I was a substitute high school teacher in the late 1980s, occasionally in charge of a high school Social Studies class.
“How many of you think women’s lib started in your lifetime,” I asked one day. Except for a couple of students clever enough to suspect a trick question, all raised their hands. So I told them about Abigail.
John Adams wife had watched her husband leave Boston for Philadelphia numerous times as he and a group of colleagues attempted to formulate rules for a new nation. She sat down and wrote him a letter asking him to remember the ladies, left at home to run the farm, raise the children, and perform other chores in which the men who were busy rule-making could not participate.
He may not have forgotten her, but more than a century would pass before woman were granted the right to vote.
If I recall my history correctly, the 13 colonies were effectively 13 individual countries, and some of them were not all that enthused about some of the others telling them how to run their business. South Carolina, for instance, threatened to pull out if it were forced to give up slavery.

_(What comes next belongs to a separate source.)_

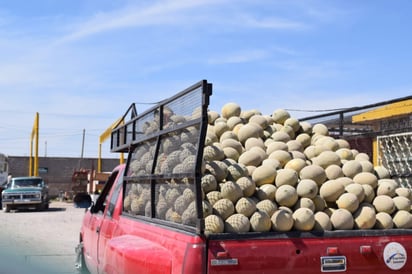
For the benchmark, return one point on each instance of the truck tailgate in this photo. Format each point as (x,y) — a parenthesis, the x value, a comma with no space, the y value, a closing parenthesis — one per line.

Such are the realities of politics, in which a group of current congressmen may insist, “Do this our way or we will shut down the government.”

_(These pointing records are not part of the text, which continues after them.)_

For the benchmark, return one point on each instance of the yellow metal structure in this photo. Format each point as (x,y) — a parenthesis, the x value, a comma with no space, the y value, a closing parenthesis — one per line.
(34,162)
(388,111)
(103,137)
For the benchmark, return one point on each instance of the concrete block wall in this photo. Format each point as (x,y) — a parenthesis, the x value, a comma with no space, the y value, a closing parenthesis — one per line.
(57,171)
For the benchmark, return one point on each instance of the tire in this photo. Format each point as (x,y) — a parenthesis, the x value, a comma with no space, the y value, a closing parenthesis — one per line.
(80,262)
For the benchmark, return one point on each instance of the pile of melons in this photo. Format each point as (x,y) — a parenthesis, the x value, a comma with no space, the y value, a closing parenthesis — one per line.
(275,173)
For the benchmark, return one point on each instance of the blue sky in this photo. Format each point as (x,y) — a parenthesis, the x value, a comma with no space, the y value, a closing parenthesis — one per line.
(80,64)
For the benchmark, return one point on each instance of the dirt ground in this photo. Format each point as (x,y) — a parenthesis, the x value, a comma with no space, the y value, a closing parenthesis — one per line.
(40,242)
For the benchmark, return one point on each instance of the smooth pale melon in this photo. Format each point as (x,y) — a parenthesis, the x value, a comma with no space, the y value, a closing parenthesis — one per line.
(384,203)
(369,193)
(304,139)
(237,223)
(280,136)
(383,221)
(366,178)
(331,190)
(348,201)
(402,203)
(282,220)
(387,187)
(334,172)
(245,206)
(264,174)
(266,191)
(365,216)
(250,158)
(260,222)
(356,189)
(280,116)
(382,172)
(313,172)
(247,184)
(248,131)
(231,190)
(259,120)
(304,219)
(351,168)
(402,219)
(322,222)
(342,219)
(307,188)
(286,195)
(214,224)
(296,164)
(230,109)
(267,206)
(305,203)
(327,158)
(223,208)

It is easy to sit, nearly two-and-a-half centuries later, and indict men who owned slaves, George Washington and Thomas Jefferson among them. The latter is my favorite president, even as I know he did things of which I do not approve. In 1800, for instance, as Adams County was being carved out of York County and declared a county by itself, Jefferson and Alexander Hamilton were engaging in campaign tactics that would make a certain 2016 candidate look like a choir boy.

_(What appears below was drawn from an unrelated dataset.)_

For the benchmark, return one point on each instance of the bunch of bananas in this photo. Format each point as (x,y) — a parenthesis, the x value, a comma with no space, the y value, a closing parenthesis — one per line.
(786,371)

I’m not proud that Jefferson owned slaves, or that, in today’s parlance, he was “in a relationship” with one of them. But I have an idea how it happened.
Had he pushed too hard to abolish slavery as an institution, South Carolina probably would have bailed on the budding nation, taking several of its neighbors with it, and this conversation would be moot. And Jefferson certainly could not, as a white man, been known in public to be bedding a black woman. In fact, into at least the 1960s, there were laws in many states forbidding such so-called “mixed marriages.”
But Tom’s wife Martha had died in 1782. One might wonder whether Sally and Tom might have been not only lovers, but in love. Officially, his daughter was his First Lady, but that is a position of politics. I believe Sally Hemings – forbidden publicly to be his wife or First Lady – was nevertheless his partner.
Maybe that is wishful thinking, born in my mind by rules that do not allow the indictment of anyone under social laws long since erased. It seems too easy to say she could not have willingly been in love with him, simply because she was a slave and he her owner.
We humans have some odd ideas about our relationships with other humans. And we often react rather violently to any transgression involving those ideas.
But I think it’s worth asking whether there would have been a United States of America had Thomas Jefferson freed his slaves and publicly taken Sally Hemings as his wife.